France –French researchers have elucidated the mechanisms of action of polymerase theta (PolꝊ), which is involved in DNA repair. Published in Naturetheir results pave the way for the development of new therapeutic targets for the treatment of cancer, in particular breast and ovarian cancer. [1].

“It is through understanding such mechanisms that we can develop new ways to prevent cancer. Our discoveries about the role and function of polymerase theta in maintaining genome integrity allow us to look at new therapeutic prospects against cancer, especially breast and ovarian cancer,” says Dr. Rafael CecaldiInserm researcher and group leader at the Institut Curie.

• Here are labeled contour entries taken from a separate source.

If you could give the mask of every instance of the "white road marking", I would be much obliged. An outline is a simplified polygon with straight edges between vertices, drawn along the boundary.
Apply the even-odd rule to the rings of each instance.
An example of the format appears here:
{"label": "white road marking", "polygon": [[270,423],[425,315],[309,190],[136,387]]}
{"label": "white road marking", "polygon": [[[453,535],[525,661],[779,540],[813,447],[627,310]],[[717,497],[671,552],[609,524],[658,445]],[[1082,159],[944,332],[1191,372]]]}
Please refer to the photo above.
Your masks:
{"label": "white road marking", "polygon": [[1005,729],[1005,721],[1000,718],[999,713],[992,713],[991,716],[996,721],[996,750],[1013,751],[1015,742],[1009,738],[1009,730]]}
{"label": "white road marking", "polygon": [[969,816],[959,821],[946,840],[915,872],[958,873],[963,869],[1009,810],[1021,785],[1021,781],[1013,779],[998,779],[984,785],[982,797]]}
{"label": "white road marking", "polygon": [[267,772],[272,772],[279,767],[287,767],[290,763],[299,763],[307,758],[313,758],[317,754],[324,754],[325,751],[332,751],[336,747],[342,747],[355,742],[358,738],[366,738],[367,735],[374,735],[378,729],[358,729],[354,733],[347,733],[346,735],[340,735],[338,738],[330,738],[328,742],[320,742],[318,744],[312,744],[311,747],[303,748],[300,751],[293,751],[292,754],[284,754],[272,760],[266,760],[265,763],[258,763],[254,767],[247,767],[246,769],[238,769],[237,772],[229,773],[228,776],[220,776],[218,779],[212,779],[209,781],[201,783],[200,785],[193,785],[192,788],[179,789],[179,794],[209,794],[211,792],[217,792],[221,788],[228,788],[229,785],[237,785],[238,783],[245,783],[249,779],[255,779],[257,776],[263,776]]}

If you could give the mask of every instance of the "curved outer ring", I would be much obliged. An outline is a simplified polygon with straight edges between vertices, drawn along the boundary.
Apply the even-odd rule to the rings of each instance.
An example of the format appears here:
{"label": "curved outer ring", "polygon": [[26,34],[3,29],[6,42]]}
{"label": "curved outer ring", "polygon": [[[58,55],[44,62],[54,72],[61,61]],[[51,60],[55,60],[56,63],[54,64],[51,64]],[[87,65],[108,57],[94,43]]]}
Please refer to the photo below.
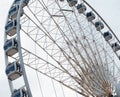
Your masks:
{"label": "curved outer ring", "polygon": [[[89,6],[95,13],[96,13],[96,15],[102,20],[102,22],[106,25],[106,27],[112,32],[112,34],[114,35],[114,37],[116,38],[116,40],[120,43],[120,40],[117,38],[117,36],[114,34],[114,32],[112,31],[112,29],[109,27],[109,25],[105,22],[105,20],[95,11],[95,9],[92,7],[92,6],[90,6],[87,2],[86,2],[86,0],[83,0],[83,2],[87,5],[87,6]],[[13,3],[14,4],[14,3]],[[12,4],[12,5],[13,5]],[[18,42],[18,53],[19,53],[19,58],[20,58],[20,64],[21,64],[21,67],[22,67],[22,70],[23,70],[23,78],[24,78],[24,82],[25,82],[25,86],[26,86],[26,88],[27,88],[27,92],[28,92],[28,96],[29,97],[32,97],[32,94],[31,94],[31,90],[30,90],[30,86],[29,86],[29,83],[28,83],[28,80],[27,80],[27,75],[26,75],[26,72],[25,72],[25,67],[24,67],[24,62],[23,62],[23,57],[22,57],[22,50],[21,50],[21,40],[20,40],[20,12],[21,12],[21,10],[22,10],[22,4],[23,4],[23,0],[21,0],[21,2],[20,2],[20,8],[19,8],[19,11],[18,11],[18,15],[17,15],[17,23],[18,23],[18,26],[17,26],[17,42]],[[8,21],[8,17],[7,17],[7,21]],[[6,24],[7,24],[7,22],[6,22]],[[5,33],[5,35],[4,35],[4,43],[6,42],[6,40],[7,40],[7,35],[6,35],[6,33]],[[5,54],[5,52],[4,52],[4,54]],[[116,52],[115,52],[115,54],[116,54]],[[117,54],[116,54],[117,55]],[[117,55],[117,57],[118,57],[118,55]],[[8,57],[7,57],[7,55],[5,54],[5,64],[6,64],[6,66],[7,66],[7,64],[8,64]],[[8,80],[8,82],[9,82],[9,86],[10,86],[10,90],[11,90],[11,93],[14,91],[14,89],[13,89],[13,84],[12,84],[12,82],[11,81],[9,81]]]}
{"label": "curved outer ring", "polygon": [[[16,32],[17,35],[16,36],[17,36],[17,42],[18,42],[19,60],[20,60],[20,64],[21,64],[21,68],[22,68],[22,72],[23,72],[23,79],[24,79],[25,87],[27,89],[28,97],[32,97],[32,93],[31,93],[30,86],[29,86],[29,83],[28,83],[27,75],[26,75],[26,72],[25,72],[25,67],[24,67],[24,62],[23,62],[23,57],[22,57],[22,50],[21,50],[21,43],[20,43],[20,41],[21,41],[20,40],[20,15],[21,15],[20,13],[22,11],[23,1],[24,0],[20,1],[20,4],[19,4],[20,7],[19,7],[18,14],[17,14],[17,17],[16,17],[16,19],[17,19],[17,32]],[[12,6],[13,6],[13,4],[12,4]],[[7,17],[7,22],[8,22],[8,20],[9,20],[9,17]],[[6,24],[7,24],[7,22],[6,22]],[[5,35],[4,35],[4,43],[6,42],[6,40],[7,40],[7,35],[5,33]],[[4,51],[4,54],[5,54],[5,64],[7,66],[8,57],[7,57],[6,53],[5,53],[5,51]],[[8,82],[9,82],[10,91],[11,91],[11,94],[12,94],[13,91],[14,91],[13,83],[10,80],[8,80]]]}

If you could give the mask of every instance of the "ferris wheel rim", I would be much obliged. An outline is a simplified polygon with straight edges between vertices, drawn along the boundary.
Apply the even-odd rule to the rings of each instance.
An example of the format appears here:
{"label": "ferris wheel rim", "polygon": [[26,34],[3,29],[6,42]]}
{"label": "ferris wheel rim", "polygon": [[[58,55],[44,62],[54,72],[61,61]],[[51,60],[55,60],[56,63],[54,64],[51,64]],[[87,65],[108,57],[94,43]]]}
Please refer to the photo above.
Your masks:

Protein PolꝊ, capable of acting during cell division.

Our genome is constantly damaged by many factors, and among the damage caused, the most destructive are breaks that affect both strands of DNA at the same time. Our body continually repairs this damage using multiple repair systems, including homologous recombination. However, when these mechanisms fail (for example, due to a genetic mutation), they can cause cancer.

This is the case with breast and ovarian cancer, almost half of which are associated with failure of biological DNA repair systems. Hence the interest in the discovery of researchers from the Institut Curie, Inserm and CEA, who reveal a hitherto unknown DNA repair mechanism involving the protein PolꝊ, which can act during cell division.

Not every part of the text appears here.